1509466_828636737151780_1101538734_oCarlinhos acordou cedo naquela manhã de princípio de inverno. Beijou a mulher, beijou a imagem de Santa Rita de Cássia na cômoda e se enfiou no duro uniforme da retífica. Dois ônibus em pé às 5 horas. Parecia que todos ali iam para uma pelada de fim de semana. Não havia outro assunto, simpatizantes ou não, alguns com uniforme do time do ano, outros nem tanto…

 

– Renato Morungaba? Paulo Isidoro? – indagou-se no canto do coletivo.

 

Cartão batido, algumas zoações, tapas no ombro, insinuações maldosas e muito, muito trabalho.

 

– É hoje! É hoje – dizia para alguns amigos, batendo no peito e forçando um sorriso.

 

Era difícil, em casa, mas difícil.

 

Enquanto as faíscas da solda saltavam de encontro a seus olhos, parando no capacete, Carlinhos sentia o coração comprimido, pequeno, acelerado – estava ansioso demais.

 

Um dia longo de minutos incontáveis – e ele contou – havia acabado.

 

– Seis horas, se ao menos eu conseguisse pegar o metrô – pensou.

 

Correu para o ponto de ônibus.

 

No caminho quis comprar mais uma camisa – estava em promoção – dava pra ver na cara do ambulante o medo daquela camisa mofar nas caixas no dia seguinte.

 

Foguetes. No pequeno trajeto até sua casa o céu parecia um ensaio para o réveillon. Ironicamente, os bares lotados tinham pessoas azuis, não eram como Carlinhos – pessoas como Carlinhos sofreriam em casa, enrolados com seu uniforme que poderia fazer parte de um filme de Chaplin, que ainda assim se saberia de qual time era.

 

Um amor a moda antiga, uma alegria sem motivo e um sofrimento bom. Bom além da alma, além da compreensão em uma vida que faltava tudo:

 

– Carlos, você esqueceu de trazer…

 

– Shiiiiii! – disse, pulando duas malas no meio da sala.

 

De avental molhado, cabelos grudados e cheiro de ypê, Laura foi interrompida. Não entendia de futebol, não queria entender, mas amava Carlos.

 

Foguetes.
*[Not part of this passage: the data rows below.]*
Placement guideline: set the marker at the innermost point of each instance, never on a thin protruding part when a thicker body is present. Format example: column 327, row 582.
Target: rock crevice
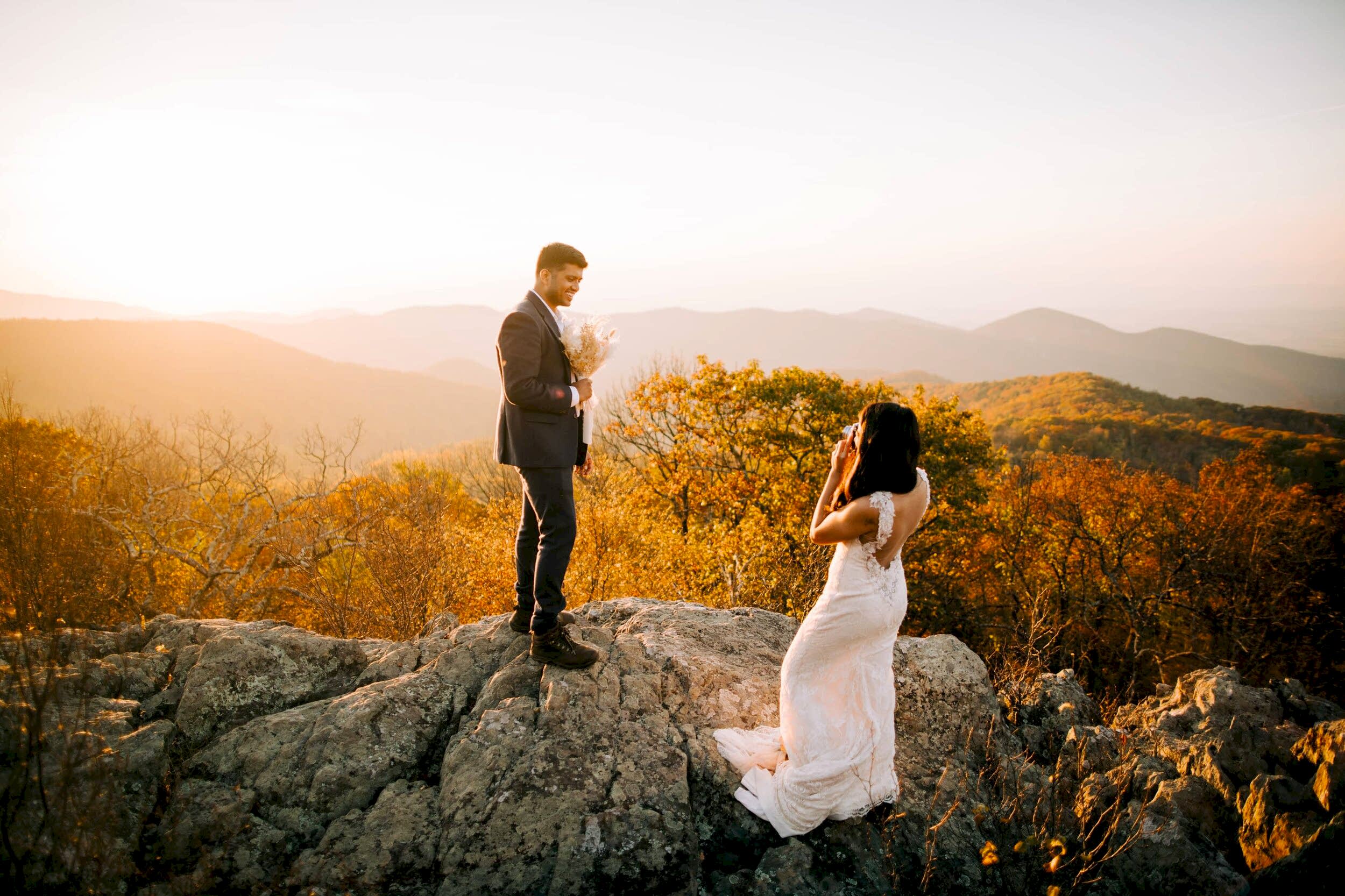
column 249, row 758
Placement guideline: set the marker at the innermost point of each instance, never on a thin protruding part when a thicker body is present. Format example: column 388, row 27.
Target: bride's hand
column 841, row 452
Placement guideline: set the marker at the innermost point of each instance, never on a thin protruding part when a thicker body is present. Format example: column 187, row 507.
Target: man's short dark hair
column 557, row 255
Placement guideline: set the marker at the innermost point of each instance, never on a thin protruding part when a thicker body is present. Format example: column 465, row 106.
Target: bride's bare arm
column 854, row 520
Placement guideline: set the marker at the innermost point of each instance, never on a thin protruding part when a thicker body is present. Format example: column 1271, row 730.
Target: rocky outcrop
column 249, row 758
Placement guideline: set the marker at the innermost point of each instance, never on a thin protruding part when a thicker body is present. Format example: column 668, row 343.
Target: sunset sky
column 954, row 160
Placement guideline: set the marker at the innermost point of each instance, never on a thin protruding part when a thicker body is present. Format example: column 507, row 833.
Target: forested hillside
column 1088, row 415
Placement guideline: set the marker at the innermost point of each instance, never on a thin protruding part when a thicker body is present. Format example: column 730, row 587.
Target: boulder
column 245, row 673
column 1279, row 816
column 263, row 758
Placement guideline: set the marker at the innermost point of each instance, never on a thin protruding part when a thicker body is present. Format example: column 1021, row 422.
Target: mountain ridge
column 1033, row 342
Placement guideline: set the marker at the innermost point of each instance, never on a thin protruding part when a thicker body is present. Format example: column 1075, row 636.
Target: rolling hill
column 459, row 339
column 175, row 369
column 1090, row 415
column 1042, row 342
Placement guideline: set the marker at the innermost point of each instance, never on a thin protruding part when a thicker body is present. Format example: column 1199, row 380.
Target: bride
column 833, row 754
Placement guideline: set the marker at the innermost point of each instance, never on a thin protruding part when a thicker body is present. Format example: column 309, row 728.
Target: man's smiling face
column 558, row 287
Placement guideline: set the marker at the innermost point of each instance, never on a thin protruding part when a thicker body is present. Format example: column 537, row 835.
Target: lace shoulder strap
column 881, row 502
Carlinhos chutou a mesinha de centro, gritou, chorou, se enrolou na bandeira, se ajoelhou… sozinho.

 

1 hora da manhã, Laura fingia dormir e Carlinhos, bem este ainda se equilibrava na janela, gritando junto com uma minicarreata que se formava por causa do sinal fechado.

 

Naquele mesmo dia, Laura acordou com um leve beijo no rosto, passou um uniforme duro e sujo, fez uma lista de compras, alimentou o cachorro Ulisses, preparou a marmita de Carlos, quis conversar, não viu espaço e foi lavar as roupas.

 

– Vou hoje para a casa de mamãe – pensou.